Henüz küçük bir kızken arkadaşlarına, birgün mutlaka üniversiteye gideceğini söylemişti. Üniversiteye gitmek en büyük dileğiydi ve onu seven dostları, normal bir üniversitede gören ve duyan arkadaşlarıyla yarışmanın Helen’i üzebileceğini düşündükleri için, bu isteği daha da güçlenmişti. Uzun, yoğun çalışmalardan sonra 1900 yılının sonbaharında hayali gerçekleşti ve üniversiteye kabul edildi. Okumaktan büyük zevk alıyordu. Kitaplar hakkında şöyle söylüyordu: “Kitaplar benim için sadece mutluluk verdikleri için değil, aynı zamanda bana başkalarının duyduklarını ve gördüklerini, onların kulakları ve gözleri ile anlattıkları için de çok önemlidir.”

Gören ve duyan bir insan, karşısındakini tanımak için birtakım kriterler geliştirir. Davranışları, ses tonu, beden diline dikkat ederek kabaca bir fikir edinilebilir. Peki görme ve duyma yetisi olmayan biri ne yapar? Bunu Helen Keller çok güzel ve etkileyici bir yöntemle çözümlüyordu:  Tanıştığım kişilerin elleri benim için birer karakter aynasıdır.

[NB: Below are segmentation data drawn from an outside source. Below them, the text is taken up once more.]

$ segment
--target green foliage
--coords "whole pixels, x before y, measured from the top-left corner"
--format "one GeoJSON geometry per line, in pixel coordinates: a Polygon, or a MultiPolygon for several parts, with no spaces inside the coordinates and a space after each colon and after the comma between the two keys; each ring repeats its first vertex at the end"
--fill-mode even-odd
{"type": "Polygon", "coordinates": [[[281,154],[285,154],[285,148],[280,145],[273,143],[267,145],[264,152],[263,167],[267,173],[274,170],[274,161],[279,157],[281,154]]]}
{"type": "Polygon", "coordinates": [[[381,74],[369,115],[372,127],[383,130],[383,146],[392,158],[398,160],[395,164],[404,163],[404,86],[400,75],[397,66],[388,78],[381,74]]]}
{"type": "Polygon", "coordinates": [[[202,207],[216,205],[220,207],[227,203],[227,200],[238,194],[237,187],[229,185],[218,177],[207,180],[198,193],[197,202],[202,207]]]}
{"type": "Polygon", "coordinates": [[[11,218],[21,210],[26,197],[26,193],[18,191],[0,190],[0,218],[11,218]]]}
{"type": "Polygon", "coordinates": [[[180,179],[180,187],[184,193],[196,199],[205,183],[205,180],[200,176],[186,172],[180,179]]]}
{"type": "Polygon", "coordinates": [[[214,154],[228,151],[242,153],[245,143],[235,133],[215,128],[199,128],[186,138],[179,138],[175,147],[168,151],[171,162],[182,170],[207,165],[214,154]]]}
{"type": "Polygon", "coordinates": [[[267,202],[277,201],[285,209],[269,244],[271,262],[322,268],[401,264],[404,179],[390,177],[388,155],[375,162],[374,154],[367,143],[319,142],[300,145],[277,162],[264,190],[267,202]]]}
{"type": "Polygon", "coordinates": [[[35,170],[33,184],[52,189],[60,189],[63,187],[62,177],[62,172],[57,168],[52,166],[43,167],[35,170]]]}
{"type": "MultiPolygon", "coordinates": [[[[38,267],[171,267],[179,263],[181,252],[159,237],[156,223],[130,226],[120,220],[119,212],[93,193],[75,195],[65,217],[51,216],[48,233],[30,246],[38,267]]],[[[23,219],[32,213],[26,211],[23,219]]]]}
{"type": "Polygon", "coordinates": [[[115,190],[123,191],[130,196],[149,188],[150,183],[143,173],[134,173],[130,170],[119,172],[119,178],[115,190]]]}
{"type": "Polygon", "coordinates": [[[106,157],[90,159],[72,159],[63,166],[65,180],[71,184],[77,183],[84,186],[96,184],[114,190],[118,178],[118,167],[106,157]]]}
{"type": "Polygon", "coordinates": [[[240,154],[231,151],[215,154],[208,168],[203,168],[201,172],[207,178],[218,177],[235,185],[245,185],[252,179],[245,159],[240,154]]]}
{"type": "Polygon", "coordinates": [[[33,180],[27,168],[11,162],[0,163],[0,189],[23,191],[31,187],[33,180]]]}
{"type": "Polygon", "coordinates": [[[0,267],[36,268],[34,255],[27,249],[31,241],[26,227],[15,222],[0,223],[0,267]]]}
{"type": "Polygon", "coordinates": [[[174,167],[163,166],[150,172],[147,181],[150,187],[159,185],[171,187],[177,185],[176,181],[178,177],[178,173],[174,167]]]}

Bazı eller küstahtır, bazıları mutsuz; onların soğuk parmaklarına dokunduğunuzda, kuzey fırtınalarına dokunmuş gibi olursunuz. Bazı eller, içlerinde güneş ışıkları saklar. El sıkmaları kalbinizi ısıtır.Bazan da sizi seven saf bir çocuk eli elinize asılır. Bu elde, seven birinin gözlerinde gördüğünüz muhabbeti duyar, hissedersiniz. Bir dostun samimi el sıkması, bir zarif mektup kadar etkilidir bence..   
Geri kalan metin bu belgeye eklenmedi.